Apesar dos rumores de que o atual ministro da Saúde esteja com os dias contados no cargo, Bolsonaro nega que Eduardo Pazuello será demitido. Para o presidente não importa o fracasso no combate à pandemia, mas a submissão dos seus ministros; a regra é não dar certo, mas fazer tudo ao contrário do que diz a ciência, jornalistas e as instituições. 

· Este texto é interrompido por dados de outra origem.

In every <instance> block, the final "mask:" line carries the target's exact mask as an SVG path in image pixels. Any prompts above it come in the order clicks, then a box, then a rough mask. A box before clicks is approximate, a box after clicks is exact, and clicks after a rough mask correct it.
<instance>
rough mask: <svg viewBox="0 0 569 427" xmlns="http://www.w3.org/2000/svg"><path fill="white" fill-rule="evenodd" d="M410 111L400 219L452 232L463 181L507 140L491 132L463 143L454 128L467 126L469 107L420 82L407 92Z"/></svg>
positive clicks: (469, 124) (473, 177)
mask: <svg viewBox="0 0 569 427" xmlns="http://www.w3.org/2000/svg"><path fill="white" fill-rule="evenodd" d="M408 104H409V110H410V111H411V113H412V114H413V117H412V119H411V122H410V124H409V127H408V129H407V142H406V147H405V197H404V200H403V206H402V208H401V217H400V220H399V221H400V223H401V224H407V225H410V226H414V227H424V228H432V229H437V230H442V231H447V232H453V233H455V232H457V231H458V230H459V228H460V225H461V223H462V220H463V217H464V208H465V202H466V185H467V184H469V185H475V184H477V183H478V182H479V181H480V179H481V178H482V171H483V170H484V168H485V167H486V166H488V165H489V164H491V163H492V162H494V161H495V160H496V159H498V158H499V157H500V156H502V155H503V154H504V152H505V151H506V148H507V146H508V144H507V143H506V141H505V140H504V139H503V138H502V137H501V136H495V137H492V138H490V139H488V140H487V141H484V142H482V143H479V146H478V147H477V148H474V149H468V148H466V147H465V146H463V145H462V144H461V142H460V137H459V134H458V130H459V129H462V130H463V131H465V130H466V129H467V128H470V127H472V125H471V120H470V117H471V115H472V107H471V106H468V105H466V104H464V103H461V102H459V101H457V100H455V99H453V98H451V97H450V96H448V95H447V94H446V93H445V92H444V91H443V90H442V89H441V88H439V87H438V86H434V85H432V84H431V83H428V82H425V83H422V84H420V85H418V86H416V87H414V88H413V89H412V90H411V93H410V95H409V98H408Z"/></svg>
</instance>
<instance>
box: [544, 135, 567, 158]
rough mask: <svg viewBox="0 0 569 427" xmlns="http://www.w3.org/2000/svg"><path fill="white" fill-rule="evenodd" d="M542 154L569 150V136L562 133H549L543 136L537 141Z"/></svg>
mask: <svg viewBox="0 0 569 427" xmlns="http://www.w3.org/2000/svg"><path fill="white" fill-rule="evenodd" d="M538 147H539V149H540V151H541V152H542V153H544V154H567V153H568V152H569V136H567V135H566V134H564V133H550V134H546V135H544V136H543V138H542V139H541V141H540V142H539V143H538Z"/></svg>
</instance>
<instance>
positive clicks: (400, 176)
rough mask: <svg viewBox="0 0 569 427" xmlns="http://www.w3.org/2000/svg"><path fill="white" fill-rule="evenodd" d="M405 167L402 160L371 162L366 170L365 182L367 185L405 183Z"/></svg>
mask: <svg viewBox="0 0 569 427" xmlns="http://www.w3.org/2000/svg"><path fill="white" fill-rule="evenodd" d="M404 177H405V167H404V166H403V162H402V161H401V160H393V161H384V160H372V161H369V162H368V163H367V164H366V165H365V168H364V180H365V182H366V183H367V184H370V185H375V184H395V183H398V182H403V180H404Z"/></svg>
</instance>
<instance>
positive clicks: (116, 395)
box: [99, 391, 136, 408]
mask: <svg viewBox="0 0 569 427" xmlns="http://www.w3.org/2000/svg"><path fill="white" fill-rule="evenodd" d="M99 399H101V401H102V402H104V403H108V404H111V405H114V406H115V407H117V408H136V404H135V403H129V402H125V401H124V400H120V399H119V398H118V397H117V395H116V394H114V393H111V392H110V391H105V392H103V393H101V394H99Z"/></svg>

Entretanto, a permanência do general cargo é insustentável por vários fatores. O primeiro foi a falta de um plano nacional contra a covid-19. O segundo e o mais importante para Bolsonaro; o acordo político com o Centrão para salvar o seu ‘pescoço’.

O general Eduardo Pazuello é o terceiro ministro da Saúde no governo Jair Bolsonaro e o que permaneceu mais tempo no cargo. Ele teria sido escolhido  para o cargo por ser especialista em Logística. Foi coordenador logístico das tropas do Exército durante os Jogos Olímpicos, que nada não tem a ver com saúde pública.

Apesar de continuar como general, mesmo ocupando o cargo de ministro, ele não tem autonomia e se limita a ‘obedecer’ de forma humilhante, as ordens do presidente. Não sendo médico, alinhou o seu discurso com o de Bolsonaro, adotou a cloroquina e se manifestou contra o isolamento social recomendado pela OMS.

Foi desautorizado por Bolsonaro, quando anunciou publicamente a intenção de adquirir 46 milhões de doses de Coronavac, imunizante contra a pandemia do novo coronavírus produzido pelo laboratório chinês Sinovac em parceria com o Instituto Butantan. O presidente alegou na sua rede social, Facebook, que não compraria a “vacina chinesa de João Dória”.

Tudo indica que o submisso general não continuará no cargo por muito tempo. O governo está nas mãos do ‘Centrão’ e preso a acordos que envolvem a troca de cargos. Segundo a colunista do portal Uol, Thaís Oyama, o cargo seria entregue ao atual líder do governo na Câmara, Ricardo Barros (PP).